So a moment of reverence, please, for my very first journal entry in the seven years of maintaining my blog, to be entirely written and posted from my Palm while drunk and high in the middle of the night. Fuckin' Bettie*! That's my dominatrix lover from last summer, as longtime readers will remember, with whom I had a rather odd and sexual relationship with last year, back when she was single. (Her BDSM stuff was strictly day-job; the actual sex she and I had was the normal sloppy, kinda drunk, really high, two in the morning meet up after we've been out at the bars kinda stuff.) And I call her Bettie, of course, because she looks like a 25-year-old, slightly thinner Bettie Page (grrowwll), which should really give you the last clue you need to understand why I was meeting up with her semi-regularly last summer and fucking the shit out of her, when she was drunk and high and looking for someone with a big ol' dick to come over in the middle of the night and stick it in her.
Bettie also happens to be the founder of this funny little postmodern club here called the Mud Queens of Chicago - youngish, SuicideGirl-looking punk-rock chicks who get together regularly and actually mud-wrestle, to the delight and amusement of a paying audience, with live punk bands playing in the background and the whole deal. And back when she started this last year, I happened to not only be fucking her but yet another of the mud-wrestlers as well (who both knew about each other, and actually were both interested in having a threeway with me, although I could never goddamn get the two of them in the same room with each other, which should come as a surprise to no one), so needless to say I was the hotshit instant hipster at the mud-wrestling events last summer. But now I'm not sleeping with either of them, so I'm not hotshit anymore. And tonight wasn't an actual wrestling event anyway, but instead a social event for the group, to catch up on each other's lives and recruit new ladies for the next round of bouts. (Seriously, Bettie mentioned like six times tonight that I should mention something at my journal - so if you're in Chicago, and you're a cool kinda cute and nerdy punk-rock girl, and you've always been intrigued by the idea of donning a bikini and jumping in the mud with another punk-rock girl, with all the proceeds going to a battered-women's shelter here in the city, drop me a line. Seriously.)
I ended up having a really delightful conversation with a woman named Jordi (that's her on the left, unknown hot punk-rock mud-wrestler on the right), 23 and just that afternoon fired from her first-ever post-college job. She had been at the bar since six that night, crying in her Jack and Cokes, and...well, really trashed, frankly, and hilarious in that "I don't care that I'm fired - oh, no, wait, I'm upset very deeply by it, in fact" kind of way that 23-year-olds get.

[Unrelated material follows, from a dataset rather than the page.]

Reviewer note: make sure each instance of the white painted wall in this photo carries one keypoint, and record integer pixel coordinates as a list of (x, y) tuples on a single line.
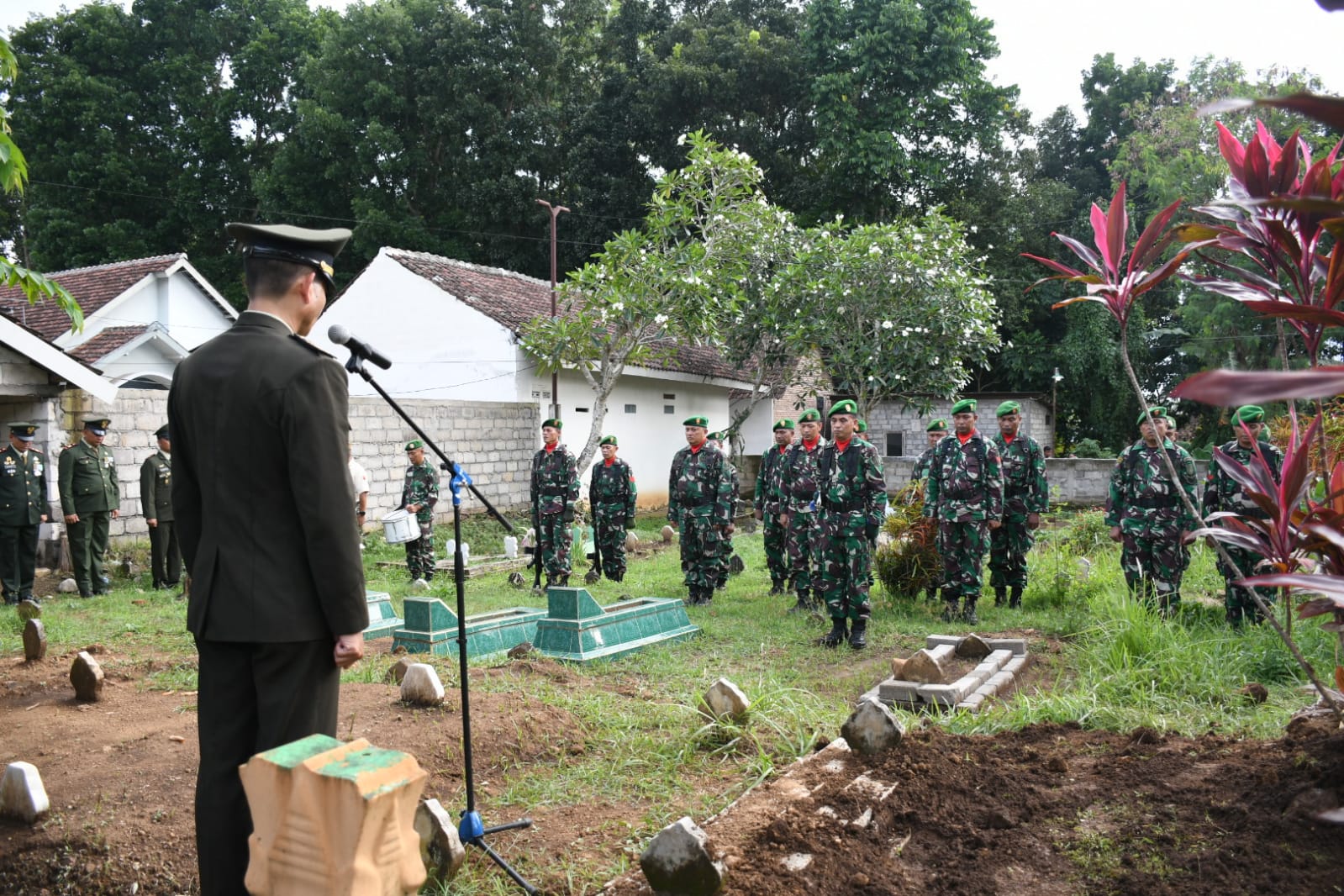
[(440, 348)]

And I hung around and drank and smoked with all the ladies, but fuck man - they've all got boyfriends right now, and the whole damn group is so damn hot, all collectively, and you can't help but to sit there and think about all these hot bitter girls you're around that night and how they're all going home later to get good and fucked by their boyfriends, and not you. So I had to finally get the fuck out of there around 10:30. And now here I am, writing the story out for you. And why again did I think it was a good idea for me to be able to update this journal in real time from my cellphone at home in the middle of the night?